UbuntuFM is an on-line community, with several outlets on the web, aiming to spread the Ubuntu message of ‘humanity towards others’ across the globe out of the belief in a universal bond of sharing that connects all humanity. Therefore, the term “UbuntuFM” simply means “broadcasting the Ubuntu message by all means possible.
Ubuntu is a Nguni Bantu term meaning “humanity”. It is often also translated as the belief in a universal bond of sharing that connects all humanity. It is an ethical concept of Southern African origin. We can get a true sense of its meaning through the words of two great African men.

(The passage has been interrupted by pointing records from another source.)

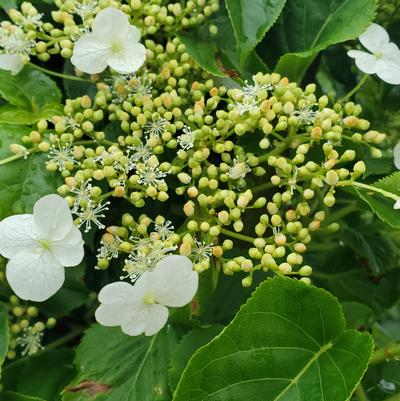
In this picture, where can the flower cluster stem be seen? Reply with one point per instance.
(60, 75)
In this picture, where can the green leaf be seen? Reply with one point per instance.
(308, 26)
(11, 396)
(4, 334)
(23, 181)
(123, 367)
(376, 250)
(25, 377)
(349, 279)
(188, 345)
(32, 96)
(288, 342)
(202, 51)
(251, 23)
(381, 205)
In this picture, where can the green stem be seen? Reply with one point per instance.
(355, 89)
(60, 75)
(389, 352)
(61, 341)
(12, 158)
(241, 237)
(360, 393)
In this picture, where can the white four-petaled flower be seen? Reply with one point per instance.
(385, 58)
(113, 42)
(39, 246)
(142, 308)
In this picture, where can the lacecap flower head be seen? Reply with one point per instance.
(39, 246)
(385, 58)
(142, 307)
(113, 42)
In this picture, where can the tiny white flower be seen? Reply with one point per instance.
(201, 251)
(143, 307)
(91, 214)
(305, 114)
(385, 58)
(156, 127)
(186, 140)
(247, 105)
(60, 155)
(39, 246)
(113, 42)
(238, 170)
(150, 176)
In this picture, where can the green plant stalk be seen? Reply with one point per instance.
(360, 393)
(60, 75)
(389, 352)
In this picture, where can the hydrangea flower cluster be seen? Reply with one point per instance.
(254, 167)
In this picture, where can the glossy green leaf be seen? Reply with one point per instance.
(381, 205)
(288, 342)
(308, 26)
(12, 396)
(4, 334)
(32, 96)
(119, 367)
(23, 181)
(202, 51)
(186, 348)
(347, 277)
(250, 23)
(24, 376)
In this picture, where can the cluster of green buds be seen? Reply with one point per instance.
(29, 35)
(26, 328)
(255, 168)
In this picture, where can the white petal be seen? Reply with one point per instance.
(34, 274)
(374, 38)
(128, 60)
(175, 281)
(90, 54)
(150, 320)
(17, 233)
(396, 155)
(109, 24)
(69, 250)
(118, 292)
(364, 61)
(389, 72)
(11, 62)
(52, 217)
(113, 315)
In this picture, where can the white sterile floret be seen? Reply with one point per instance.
(113, 42)
(142, 308)
(39, 246)
(385, 58)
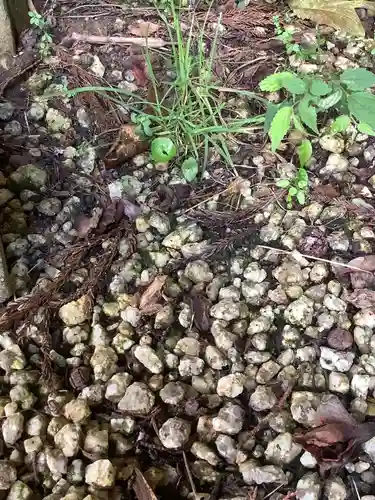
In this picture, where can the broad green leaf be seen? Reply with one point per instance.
(320, 88)
(301, 198)
(272, 83)
(298, 124)
(163, 149)
(304, 152)
(280, 126)
(294, 85)
(362, 106)
(329, 101)
(357, 78)
(308, 115)
(189, 169)
(365, 129)
(340, 124)
(283, 183)
(340, 14)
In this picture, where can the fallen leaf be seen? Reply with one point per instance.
(141, 487)
(127, 145)
(201, 307)
(340, 339)
(84, 224)
(112, 214)
(140, 73)
(361, 298)
(365, 263)
(340, 14)
(143, 28)
(339, 438)
(149, 302)
(326, 191)
(131, 210)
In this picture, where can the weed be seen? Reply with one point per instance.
(306, 96)
(306, 49)
(45, 38)
(189, 116)
(298, 186)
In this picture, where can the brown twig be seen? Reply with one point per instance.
(156, 43)
(190, 477)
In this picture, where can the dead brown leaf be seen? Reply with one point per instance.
(361, 298)
(112, 214)
(84, 224)
(365, 263)
(141, 487)
(127, 145)
(339, 438)
(143, 28)
(149, 302)
(361, 271)
(326, 191)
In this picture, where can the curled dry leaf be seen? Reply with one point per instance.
(142, 489)
(340, 14)
(326, 191)
(149, 302)
(127, 145)
(131, 210)
(84, 224)
(361, 271)
(364, 263)
(112, 214)
(143, 28)
(338, 438)
(340, 339)
(201, 307)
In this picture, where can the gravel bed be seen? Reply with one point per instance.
(179, 358)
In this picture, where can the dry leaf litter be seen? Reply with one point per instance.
(180, 371)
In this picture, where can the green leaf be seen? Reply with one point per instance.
(308, 115)
(280, 126)
(362, 106)
(163, 149)
(329, 101)
(340, 14)
(294, 85)
(272, 83)
(298, 124)
(189, 168)
(357, 78)
(304, 152)
(340, 124)
(365, 129)
(283, 183)
(301, 198)
(146, 126)
(271, 111)
(320, 88)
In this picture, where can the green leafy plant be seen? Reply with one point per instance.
(308, 96)
(301, 50)
(45, 38)
(188, 110)
(298, 186)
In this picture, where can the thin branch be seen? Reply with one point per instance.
(331, 262)
(118, 40)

First, President Nelson Mandela, on the meaning of Ubuntu, said: “A traveler through a country would stop at a village and he didn’t have to ask for food or for water. Once he stops, the people give him food, entertain him. That is one aspect of Ubuntu, but it will have various aspects. Ubuntu does not mean that people should not enrich themselves. The question therefore is: Are you going to do so in order to enable the community around you to be able to improve?”
Second, the Archbishop Desmond Tutu also stated: “One of the sayings in our country is Ubuntu, the essence of being human. Ubuntu speaks particularly about the fact that you can’t exist as a human being in isolation. It speaks about our interconnectedness. You can’t be human all by yourself, and when you have this quality, Ubuntu, you are known for your generosity.
Ubuntu literally means “I am because you are”. The human race is one. Ubuntu is a tradition, a universal truth, a way of life underpinning the concept of an open society. Freedom. Respect. Helpfulness. Sharing. Community. Caring. Trust. Unselfishness. This is the spirit of Ubuntu.
People should not be dying of starvation in the developing world while other people are dying of obesity in the developed world. This is fundamentally wrong because there is enough resources on earth to go around. Embracing Ubuntu will allow us all to be more helping and more sharing which will result in a world in which we all live a good life. Boyd Varty (a safari guide in South Africa) said it best:” In a more collective society, we realize from the inside that our well-being is deeply tied to the well-being of others. Danger is shared. Pain is shared. Joy is shared. Achievement is shared. Houses are shared. Food is shared. Ubuntu asks us to open our hearts and to share.”